In a written response, Martha would object to the “erase” comment as “reckless, irresponsible, and clearly untrue,” adding to what she elaborates on in the documentary: that she’s not going to let the company that killed her husband profit from his memory. Bret would double down in a Facebook post addressing her response, but Martha would soon make the arguments against her look particularly foolish by proudly posing for a photo with Owen’s plaque from the George Tragos/Lou Thesz Professional Wrestling Hall of Fame, which is independent of WWE.

While Bret had stood beside Martha publicly and privately throughout the wrongful-death lawsuit, they fell out soon after she agreed to WWE’s $18 million settlement offer. In his book, he framed it as Martha refusing to tell him what caused Owen to fall while also painting the entire family with a negative brush, even though their actions had varied from sabotage to neutrality to outright support.

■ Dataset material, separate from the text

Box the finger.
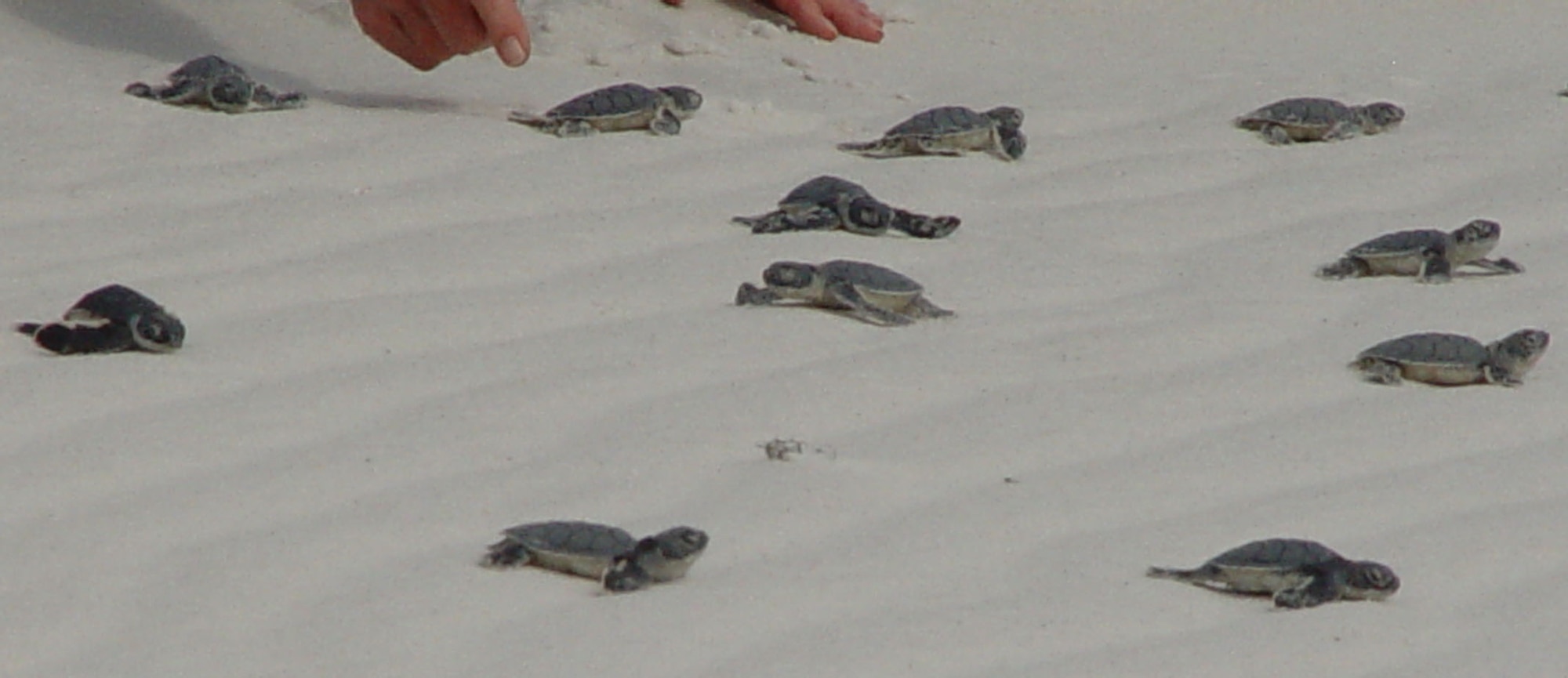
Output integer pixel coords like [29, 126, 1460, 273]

Martha, however, has a different story. “Bret was supportive throughout my lawsuit,” she explained. “But he also was hoping to get his footage, because he didn’t have a relationship with WWE at the time, so he wanted us to work that in somehow into our settlement agreement.

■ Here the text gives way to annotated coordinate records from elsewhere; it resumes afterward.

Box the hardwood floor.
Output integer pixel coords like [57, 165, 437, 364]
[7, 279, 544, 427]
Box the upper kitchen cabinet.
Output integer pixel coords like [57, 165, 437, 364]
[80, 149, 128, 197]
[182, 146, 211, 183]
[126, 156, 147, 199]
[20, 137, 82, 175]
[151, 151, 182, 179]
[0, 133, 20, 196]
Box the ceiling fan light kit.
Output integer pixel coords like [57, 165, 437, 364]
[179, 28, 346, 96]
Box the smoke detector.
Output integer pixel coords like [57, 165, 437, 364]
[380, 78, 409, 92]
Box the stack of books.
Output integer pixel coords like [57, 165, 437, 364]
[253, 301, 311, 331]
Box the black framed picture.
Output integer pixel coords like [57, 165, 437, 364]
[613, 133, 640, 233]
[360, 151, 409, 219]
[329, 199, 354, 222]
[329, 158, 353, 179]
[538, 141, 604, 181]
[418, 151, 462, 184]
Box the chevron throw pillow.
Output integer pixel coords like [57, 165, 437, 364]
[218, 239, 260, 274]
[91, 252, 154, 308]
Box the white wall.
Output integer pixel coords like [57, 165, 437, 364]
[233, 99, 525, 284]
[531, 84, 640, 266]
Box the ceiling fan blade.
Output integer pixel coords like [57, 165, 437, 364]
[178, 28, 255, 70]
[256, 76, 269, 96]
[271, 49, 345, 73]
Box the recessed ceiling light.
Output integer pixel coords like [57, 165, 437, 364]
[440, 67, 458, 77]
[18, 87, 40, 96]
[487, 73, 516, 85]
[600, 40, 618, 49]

That we could get his footage, which he writes about in his book. And we weren’t able to do that, because this wasn’t about Bret’s wrestling footage, this was about Owen’s life. So when we didn’t get that, Bret was very upset.” Bret would eventually, after suffering a stroke in June 2002, slowly reconcile with Vince McMahon, including the formal rebuilding of his relationship with WWE, which, naturally, began with them partnering on a DVD project.

Martha’s side is entirely believable: In Bret’s book, he admits to making such overtures earlier in the suit, and really, his entire philosophy on WWE can be traced to his artistic temperament and his long-held fear that fans would not be able to easily view his or Owen’s old matches.

In March, he even admitted in an interview that his decision to forgive WWE CEO Vince McMahon for how he and Owen were treated was rooted in a desire to not let the bad memories poison the good ones. When reached by email, Bret’s agent, Kirk White, chose not to confirm, deny, or elaborate on Martha’s side of the falling out or if Bret knew the story of what caused the accident.

Instead, he asked if he had met this reporter before and didn’t respond to a follow-up email. The Wrap’s Tony Maglio, meanwhile, did manage to get a statement from Bret, with “The Hitman” writing that “our fallout is multifaceted” and that “to say that it only involved being able to access and use my WWE footage and photos for future projects would merely be an oversimplification and inaccurate.”

Even with all that, though, Martha says she holds no ill will anymore toward anyone. “We’ve talked about a lot of dark, negative things, but I want you to know I’ve forgiven all of [the Harts] and wish them well. And that is a sincere statement.

I hope life has been kind to them, because I think my life hasn’t been easy, and I wouldn’t wish that on anybody. I see the Harts from time to time, and when I do, I’m always nice to them, I always speak to them, I tell my kids to be nice to them. I just don’t have a relationship with them, because they broke the trust [when some of them worked to undermine the lawsuit], and if you don’t have trust, you can’t have a true relationship.”

“I even wish Vince McMahon well; I don’t wish harm on anybody,” she concluded. “I let that go a long time ago. All I wanted was to make sure that people were held accountable and that people know. Bad things were done here, and people should be aware of it.”